Traders are likely to continue keeping the debt-plagued euro at arms-length which has helped push the British pound close to four-year highs against the single currency. However, Bank of England minutes will be a worry for investors while the pound could slip to fresh fresh-week lows against the safe haven US dollar if US retail sales data and the International Monetary Fund’s growth forecasts strengthen global growth concerns.

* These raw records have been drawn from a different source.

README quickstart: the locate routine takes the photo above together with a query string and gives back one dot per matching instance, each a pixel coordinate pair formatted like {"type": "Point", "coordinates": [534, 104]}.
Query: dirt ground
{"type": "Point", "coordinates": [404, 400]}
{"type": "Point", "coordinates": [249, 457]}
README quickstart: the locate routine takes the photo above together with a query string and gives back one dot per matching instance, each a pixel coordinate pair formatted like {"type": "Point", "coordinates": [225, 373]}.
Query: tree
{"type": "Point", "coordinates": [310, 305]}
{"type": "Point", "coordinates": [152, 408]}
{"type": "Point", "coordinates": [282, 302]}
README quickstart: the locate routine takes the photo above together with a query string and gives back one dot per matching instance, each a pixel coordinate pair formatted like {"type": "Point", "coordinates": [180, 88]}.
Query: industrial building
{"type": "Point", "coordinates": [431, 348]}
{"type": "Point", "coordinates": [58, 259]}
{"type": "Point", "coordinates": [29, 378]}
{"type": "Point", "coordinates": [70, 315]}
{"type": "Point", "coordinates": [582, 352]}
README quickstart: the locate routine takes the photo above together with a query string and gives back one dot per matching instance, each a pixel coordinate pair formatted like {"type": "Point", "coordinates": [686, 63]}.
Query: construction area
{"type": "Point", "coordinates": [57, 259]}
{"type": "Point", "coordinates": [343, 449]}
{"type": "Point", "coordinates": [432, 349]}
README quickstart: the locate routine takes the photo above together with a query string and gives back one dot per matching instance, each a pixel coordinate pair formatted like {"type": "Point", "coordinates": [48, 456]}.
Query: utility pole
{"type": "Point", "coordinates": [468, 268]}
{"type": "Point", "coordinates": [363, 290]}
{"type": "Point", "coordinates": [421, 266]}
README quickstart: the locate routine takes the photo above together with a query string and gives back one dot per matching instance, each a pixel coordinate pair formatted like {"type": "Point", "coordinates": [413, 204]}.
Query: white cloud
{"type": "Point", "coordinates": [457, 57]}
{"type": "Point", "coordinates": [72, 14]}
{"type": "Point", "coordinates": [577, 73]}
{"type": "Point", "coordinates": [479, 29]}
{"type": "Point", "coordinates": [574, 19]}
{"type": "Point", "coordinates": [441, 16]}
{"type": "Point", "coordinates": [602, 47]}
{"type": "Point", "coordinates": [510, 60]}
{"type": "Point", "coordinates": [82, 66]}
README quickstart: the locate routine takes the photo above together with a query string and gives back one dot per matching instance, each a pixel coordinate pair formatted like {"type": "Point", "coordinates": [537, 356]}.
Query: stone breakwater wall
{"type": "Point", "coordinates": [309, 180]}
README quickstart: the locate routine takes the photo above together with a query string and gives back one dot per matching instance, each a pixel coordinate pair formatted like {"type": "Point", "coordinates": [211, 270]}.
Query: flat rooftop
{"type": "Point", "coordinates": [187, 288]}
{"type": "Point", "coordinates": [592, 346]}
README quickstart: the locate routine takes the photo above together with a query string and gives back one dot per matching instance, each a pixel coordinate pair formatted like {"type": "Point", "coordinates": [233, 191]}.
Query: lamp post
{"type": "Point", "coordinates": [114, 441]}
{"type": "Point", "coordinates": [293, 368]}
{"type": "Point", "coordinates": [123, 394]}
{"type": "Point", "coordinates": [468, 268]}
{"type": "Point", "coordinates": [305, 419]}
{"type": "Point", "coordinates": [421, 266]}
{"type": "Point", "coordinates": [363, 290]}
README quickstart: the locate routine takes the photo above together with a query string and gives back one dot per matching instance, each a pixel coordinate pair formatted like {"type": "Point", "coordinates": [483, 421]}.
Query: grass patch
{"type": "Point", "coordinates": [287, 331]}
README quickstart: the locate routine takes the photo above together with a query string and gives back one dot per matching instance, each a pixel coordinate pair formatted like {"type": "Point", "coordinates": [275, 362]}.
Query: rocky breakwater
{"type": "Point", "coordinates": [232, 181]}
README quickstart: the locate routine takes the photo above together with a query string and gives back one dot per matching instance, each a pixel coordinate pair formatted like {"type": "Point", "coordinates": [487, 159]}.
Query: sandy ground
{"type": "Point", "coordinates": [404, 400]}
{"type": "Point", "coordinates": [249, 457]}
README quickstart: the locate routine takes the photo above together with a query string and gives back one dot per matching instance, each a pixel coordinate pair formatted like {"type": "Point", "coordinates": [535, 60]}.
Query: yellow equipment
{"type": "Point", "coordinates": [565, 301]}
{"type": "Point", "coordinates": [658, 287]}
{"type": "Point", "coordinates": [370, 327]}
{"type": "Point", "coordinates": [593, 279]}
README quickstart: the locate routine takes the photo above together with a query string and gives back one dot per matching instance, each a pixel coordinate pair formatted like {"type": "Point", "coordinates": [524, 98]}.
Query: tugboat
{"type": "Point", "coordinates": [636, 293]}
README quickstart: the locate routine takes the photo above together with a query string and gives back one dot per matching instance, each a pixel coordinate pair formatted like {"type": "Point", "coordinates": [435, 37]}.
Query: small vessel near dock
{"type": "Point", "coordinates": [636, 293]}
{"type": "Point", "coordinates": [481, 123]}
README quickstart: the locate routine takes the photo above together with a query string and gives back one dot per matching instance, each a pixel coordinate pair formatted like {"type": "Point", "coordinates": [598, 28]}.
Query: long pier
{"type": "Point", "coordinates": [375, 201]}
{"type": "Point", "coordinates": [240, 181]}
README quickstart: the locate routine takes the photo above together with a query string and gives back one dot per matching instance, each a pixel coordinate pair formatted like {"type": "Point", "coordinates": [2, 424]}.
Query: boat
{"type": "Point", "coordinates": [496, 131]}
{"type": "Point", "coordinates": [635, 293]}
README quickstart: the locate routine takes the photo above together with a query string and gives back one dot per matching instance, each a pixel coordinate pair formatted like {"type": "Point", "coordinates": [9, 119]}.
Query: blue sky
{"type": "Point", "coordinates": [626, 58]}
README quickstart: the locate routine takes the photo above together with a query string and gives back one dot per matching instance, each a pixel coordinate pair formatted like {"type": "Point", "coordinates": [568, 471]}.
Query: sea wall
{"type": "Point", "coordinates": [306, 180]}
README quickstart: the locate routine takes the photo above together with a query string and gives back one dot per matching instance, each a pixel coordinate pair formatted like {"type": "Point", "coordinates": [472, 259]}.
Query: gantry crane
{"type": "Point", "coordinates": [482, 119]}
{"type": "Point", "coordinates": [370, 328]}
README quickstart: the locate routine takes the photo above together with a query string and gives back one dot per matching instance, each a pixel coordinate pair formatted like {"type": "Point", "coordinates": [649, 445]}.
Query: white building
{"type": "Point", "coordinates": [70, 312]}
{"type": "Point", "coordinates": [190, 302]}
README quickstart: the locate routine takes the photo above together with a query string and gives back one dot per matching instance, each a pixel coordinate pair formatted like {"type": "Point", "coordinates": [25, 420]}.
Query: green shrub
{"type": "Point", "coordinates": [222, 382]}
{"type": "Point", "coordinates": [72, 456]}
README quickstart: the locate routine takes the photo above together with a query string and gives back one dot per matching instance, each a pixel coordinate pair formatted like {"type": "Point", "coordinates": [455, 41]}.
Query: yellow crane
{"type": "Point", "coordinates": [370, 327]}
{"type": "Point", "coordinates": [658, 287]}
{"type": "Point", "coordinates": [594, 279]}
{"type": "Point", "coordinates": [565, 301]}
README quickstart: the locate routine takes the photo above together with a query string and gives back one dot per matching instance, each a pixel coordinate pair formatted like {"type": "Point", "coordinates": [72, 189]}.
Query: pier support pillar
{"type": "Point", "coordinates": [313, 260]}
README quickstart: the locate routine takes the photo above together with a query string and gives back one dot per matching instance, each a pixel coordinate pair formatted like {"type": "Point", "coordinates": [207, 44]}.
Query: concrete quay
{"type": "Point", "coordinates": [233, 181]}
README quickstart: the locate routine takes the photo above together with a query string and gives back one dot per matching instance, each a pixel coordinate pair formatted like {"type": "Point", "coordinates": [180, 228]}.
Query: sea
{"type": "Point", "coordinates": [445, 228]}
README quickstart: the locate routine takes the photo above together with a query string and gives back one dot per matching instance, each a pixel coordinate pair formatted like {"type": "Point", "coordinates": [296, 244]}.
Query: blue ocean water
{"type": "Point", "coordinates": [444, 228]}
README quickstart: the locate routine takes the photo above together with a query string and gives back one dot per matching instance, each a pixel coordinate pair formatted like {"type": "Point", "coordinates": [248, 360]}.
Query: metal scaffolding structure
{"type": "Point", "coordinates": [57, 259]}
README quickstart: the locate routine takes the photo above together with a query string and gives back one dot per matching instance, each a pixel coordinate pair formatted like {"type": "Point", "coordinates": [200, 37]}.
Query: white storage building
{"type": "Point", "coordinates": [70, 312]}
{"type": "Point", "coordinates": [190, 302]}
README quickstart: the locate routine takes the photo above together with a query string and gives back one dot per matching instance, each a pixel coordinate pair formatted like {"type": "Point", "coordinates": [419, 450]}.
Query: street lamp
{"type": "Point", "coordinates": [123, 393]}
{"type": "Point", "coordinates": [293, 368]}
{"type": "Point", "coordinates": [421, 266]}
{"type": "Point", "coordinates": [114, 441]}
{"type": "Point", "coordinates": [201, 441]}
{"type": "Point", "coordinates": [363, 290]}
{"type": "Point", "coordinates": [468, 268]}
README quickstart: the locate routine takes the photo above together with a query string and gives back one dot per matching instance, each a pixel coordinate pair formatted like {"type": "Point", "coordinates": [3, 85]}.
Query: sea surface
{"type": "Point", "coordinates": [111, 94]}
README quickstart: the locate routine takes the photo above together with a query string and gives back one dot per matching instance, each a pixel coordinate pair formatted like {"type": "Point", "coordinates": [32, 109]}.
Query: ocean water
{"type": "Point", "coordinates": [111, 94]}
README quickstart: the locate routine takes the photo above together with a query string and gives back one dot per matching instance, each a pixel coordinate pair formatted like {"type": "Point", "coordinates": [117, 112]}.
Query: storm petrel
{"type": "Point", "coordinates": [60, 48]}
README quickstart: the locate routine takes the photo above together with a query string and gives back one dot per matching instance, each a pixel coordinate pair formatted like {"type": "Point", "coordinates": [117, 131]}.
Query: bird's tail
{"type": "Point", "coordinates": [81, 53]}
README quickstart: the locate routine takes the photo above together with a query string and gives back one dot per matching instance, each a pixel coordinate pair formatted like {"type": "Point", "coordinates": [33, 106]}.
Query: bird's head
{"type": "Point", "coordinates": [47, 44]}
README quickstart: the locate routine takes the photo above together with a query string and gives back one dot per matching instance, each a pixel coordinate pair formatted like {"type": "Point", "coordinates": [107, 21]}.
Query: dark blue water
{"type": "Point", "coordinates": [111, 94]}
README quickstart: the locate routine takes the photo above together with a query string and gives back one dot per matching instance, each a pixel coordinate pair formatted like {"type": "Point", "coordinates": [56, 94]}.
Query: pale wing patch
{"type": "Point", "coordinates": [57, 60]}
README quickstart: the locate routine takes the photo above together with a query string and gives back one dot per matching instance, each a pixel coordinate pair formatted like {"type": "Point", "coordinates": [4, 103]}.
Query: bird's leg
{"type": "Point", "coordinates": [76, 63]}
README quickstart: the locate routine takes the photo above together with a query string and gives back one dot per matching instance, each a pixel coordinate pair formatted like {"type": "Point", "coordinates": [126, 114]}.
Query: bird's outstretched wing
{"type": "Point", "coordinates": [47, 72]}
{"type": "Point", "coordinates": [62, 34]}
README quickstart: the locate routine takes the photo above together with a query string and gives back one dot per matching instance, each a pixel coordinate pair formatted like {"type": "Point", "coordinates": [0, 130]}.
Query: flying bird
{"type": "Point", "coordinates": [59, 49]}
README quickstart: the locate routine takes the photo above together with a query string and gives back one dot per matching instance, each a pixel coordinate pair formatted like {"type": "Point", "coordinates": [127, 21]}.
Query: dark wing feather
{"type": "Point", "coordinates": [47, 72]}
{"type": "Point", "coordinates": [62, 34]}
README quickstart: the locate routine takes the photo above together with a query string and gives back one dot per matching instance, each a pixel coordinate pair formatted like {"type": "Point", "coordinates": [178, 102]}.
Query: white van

The pound managed a little elevation from improved market sentiment and heads comfortably above recent five-week lows against the US dollar and within reach of four-year highs versus the euro. Standing in the way of further advancement for the British currency will be the release of minutes from the Bank of England’s July 4-5 meeting. The notes will put on view the dialogue between the monetary policy committee before its recent decision to pump another £50bn of freshly printed money into the recession-hit economy. The minutes will be published in between key data on British inflation and unemployment and the pound may lose ground quickly if investors suspect a worsening economic outlook to spur policymakers into yet more emergency action.

US dollar

The US dollar’s record-breaking exploits will be put to the test with Federal Reserve chairman Ben Bernanke set to update Washington on the current condition of the US economy. The likely outcome of Mr Bernanke restating the dangers which lie ahead for the world’s number-one economy and going over another potential quantitative easing safety net if prospects worsen, should leave the US currency open to more speculative attacks.

Euro

The closely watched ZEW sentiment survey covering the month of July may help investors calculate the increasing damage Europe’s debt crisis is causing to the German economy which also adds pressure on to resist putting up more support for the eurozone’s debt-strapped periphery. The shared currency is already under a mountain of weight after a downgrade by Moody’s to Italy’s credit rating which has put the country’s finances back under the microscope alongside Spain.

Japanese yen

With a very quiet local economic calendar, the yen is expected to take its cue from global events, especially the Federal Reserve’s semi-annual update on the US economy. Additional concerns about global growth and more talk around the Federal Reserve quantitative easing plans should keep the yen from any material moves lower.